The Corning Museum of Glass is having an exhibit through 4 January 2008 on the legitimate work of alchemists from 1650 to 1750 with regards to glass, a period in which some alchemists transformed themselves and their field into the science of chemistry. The 20 August 2008 issue of the Wall Street Journal, page D9, has a nice review of the art show. A few of the review's paragraphs briefly recount one early success in what is now the field of nanotechnology similar to that of the even earlier success of ancient Mayans making the nano-sized Mayan Blue pigment:
The other contribution from alchemists during this period was ruby-gold glass, which has a distinctive red hue. The problem had long been dissolving the gold down to precise nanoparticles. If the particles were too small, they wouldn't scatter the light among the proper spectrum and the glass would appear clear.

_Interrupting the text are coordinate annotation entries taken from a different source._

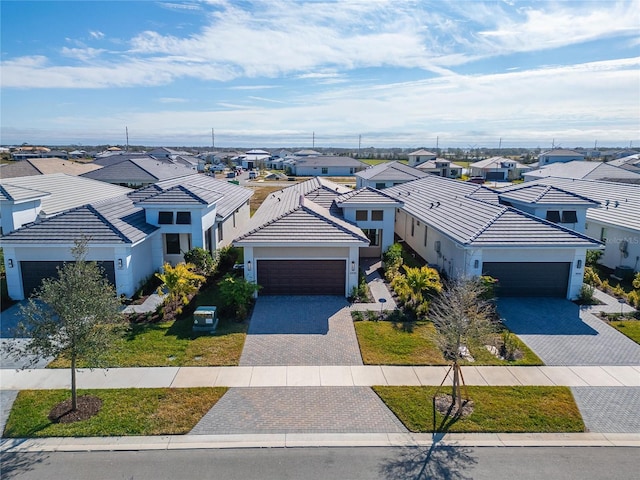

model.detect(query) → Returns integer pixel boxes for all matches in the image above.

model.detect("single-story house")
[409,148,438,167]
[356,161,428,190]
[504,177,640,272]
[0,174,253,300]
[234,175,601,298]
[524,160,640,183]
[0,158,101,178]
[538,148,585,167]
[233,177,402,296]
[385,175,600,299]
[82,156,198,188]
[285,155,367,177]
[416,158,462,178]
[469,157,530,182]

Too big, and the glass had a turbid, brownish color. The key breakthrough came in 1659, when alchemist Johann Rudolf Glauber published a paper describing how to make purple of Cassius. Using an ancient formula called aqua regia, a mix of nitric and hydrochloric acid used to dissolve gold, Glauber added a small amount of tin, which reacted with the gold to produce perfectly sized particles. Glassmaker Johann Kunckel used the purple of Cassius formula to make the first ruby-gold vessels in the 1680s. Some glass pieces using this technology are on display in the exhibit. Very valid prior art.